Aristo; Sürgünde toplanıp sana karşı başkaldırırlar der ilk şıkkı eler.Hapishaneler militan yuvası olur;kontrolden çıkar der ve ikinci şıkkı eler.Kılıçtan geçirirsen onlardan sonraki kuşak intikam hırsıyla büyür,tahtını sallar der üçüncü şıkkı eler.
Ve şu nasihatı verir:"insanların arasına nifak tohumları ekeceksin.Onlar birbirleriyle savaşırken sen kendini hakem olarak kabul ettireceksin.Ama anlaşmaya giden bütün yolları tıkayacaksın."
abartılan adam. bana da versen o gazı, ben de fethederim hacı nedir ki? aristo'nun öğrencisiymiş bi de lavuk. bizim zamanımızda aristo mu vardı? hem oğlancıymış ona ne diyeceksiniz?
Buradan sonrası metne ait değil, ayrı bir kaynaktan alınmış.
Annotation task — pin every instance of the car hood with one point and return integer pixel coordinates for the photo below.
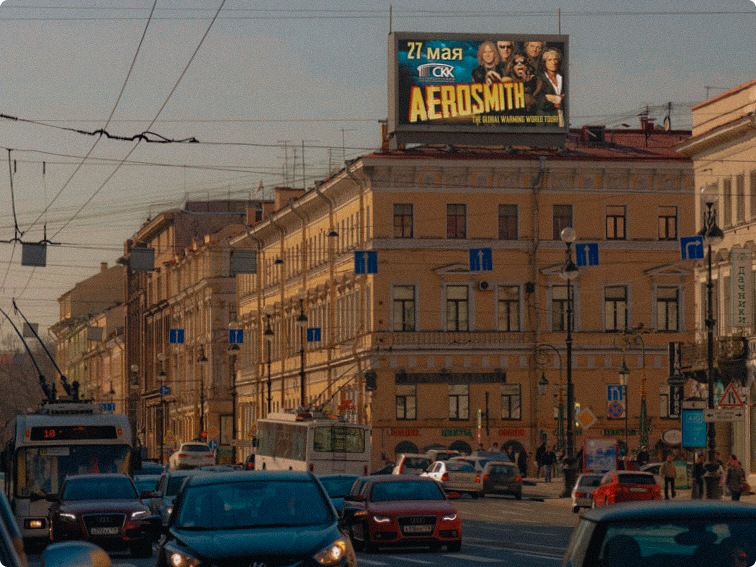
(99, 506)
(296, 541)
(411, 507)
büyük zafer tutkusu ve dünyanın sonunu görme isteği yüzünden ordusunu ve kendisini yollarda berduş eden büyük lider. sonunda kumandaları dayanamayıp adamı zehirleyip hakkın rahmetine kavuşturmuştur. iyi bir şarapçı aynı zamanda kütüphane yakma uzmanıdır.
bilindiği kadarıyla ülkesini komutanları arasında paylaştırmıştır. hindistanı aldıktan sonra muhtemelen şöyle bir diyalog yaşanmıştır. *
onbaşı: +
bir büyük iskender: -
- len onbaşı gel la buraya
+ buyurun majesteleri
- hemen cevap ver üçe kadar sayacam : fil ne yer? 3 2 ..
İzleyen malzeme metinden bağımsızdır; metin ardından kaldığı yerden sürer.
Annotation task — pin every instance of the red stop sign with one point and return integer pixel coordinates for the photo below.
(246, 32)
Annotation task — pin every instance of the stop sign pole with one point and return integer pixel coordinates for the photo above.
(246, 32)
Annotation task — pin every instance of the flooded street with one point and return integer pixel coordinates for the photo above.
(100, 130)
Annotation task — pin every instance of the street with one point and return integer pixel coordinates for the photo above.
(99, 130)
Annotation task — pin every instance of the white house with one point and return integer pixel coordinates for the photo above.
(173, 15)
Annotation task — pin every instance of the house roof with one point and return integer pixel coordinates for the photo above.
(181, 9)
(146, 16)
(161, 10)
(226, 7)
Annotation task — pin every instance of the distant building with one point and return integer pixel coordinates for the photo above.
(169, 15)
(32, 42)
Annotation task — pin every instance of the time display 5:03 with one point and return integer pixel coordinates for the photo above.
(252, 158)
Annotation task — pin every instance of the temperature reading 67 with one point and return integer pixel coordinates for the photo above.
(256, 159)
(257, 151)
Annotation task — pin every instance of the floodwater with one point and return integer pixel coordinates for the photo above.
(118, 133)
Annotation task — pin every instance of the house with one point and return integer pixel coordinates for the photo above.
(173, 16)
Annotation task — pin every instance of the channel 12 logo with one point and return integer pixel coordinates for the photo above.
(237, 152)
kendisinden önce ve sonra benzer büyüklükte işler yapan bazı hükümdarlar olmasına rağmen batı kültürü tarafından abartılarak bize dünyanın en büyük kralı diye kabul ettirilmeye çalışılan kişi. bir yönden de hakkını yememek lazım çünkü kendi ismiyle 18 tane şehir kurdurmuştur bunlardan en çok bilineni mısırda olan iskenderiyedir. yıktığı kadar imar işleriyle de uğraşan insan.
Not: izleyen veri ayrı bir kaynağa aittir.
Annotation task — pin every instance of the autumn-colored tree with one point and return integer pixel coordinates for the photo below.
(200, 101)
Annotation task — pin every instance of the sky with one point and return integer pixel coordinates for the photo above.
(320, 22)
33 yaşında ölmesine rağmen, o kısa hayatına pek çok zafer sığdırmıştır. Modern zaman, artık hayatlarımızda böyle kahramanlıkları hayal dahi etmek acı verdiğinden tüm kahramanlar gibi iskender'in de görüntüsünü sakatlamıştır. ona da eşcinsel diyorlar, tıpkı mevlanaya dedikleri gibi... o bir dünya kültürü oluşturmayı, zengin bir insanlık ürünü ortaya çıkarmayı ve dünya vatandaşlığı fikrini pratiğe aktarmayı hedefliyordu. Roma imparatorluğunun fikirsel temellerin attı ve ilhamını verdi. tarihteki ilk imparatorluğu o kurdu. Şimdi siz tartışın : o eşcinsel miydi değil miydi?
büyük iskender'i büyük yapan olgulardan birisi de ordularını çok hızlı hareket ettirebilmesi bu sayede kendisinden kat kat fazla olan düşmanlarını yenebilmesidir. makedonya'dan hareketle mısır ve babil'e ordan asya'ya uzanması stratejiye dayalı hızındandır. ayrıca 8 yıllık taht ömründe yavuz sultan selim'in örnek aldığı şahsiyetlerdendir.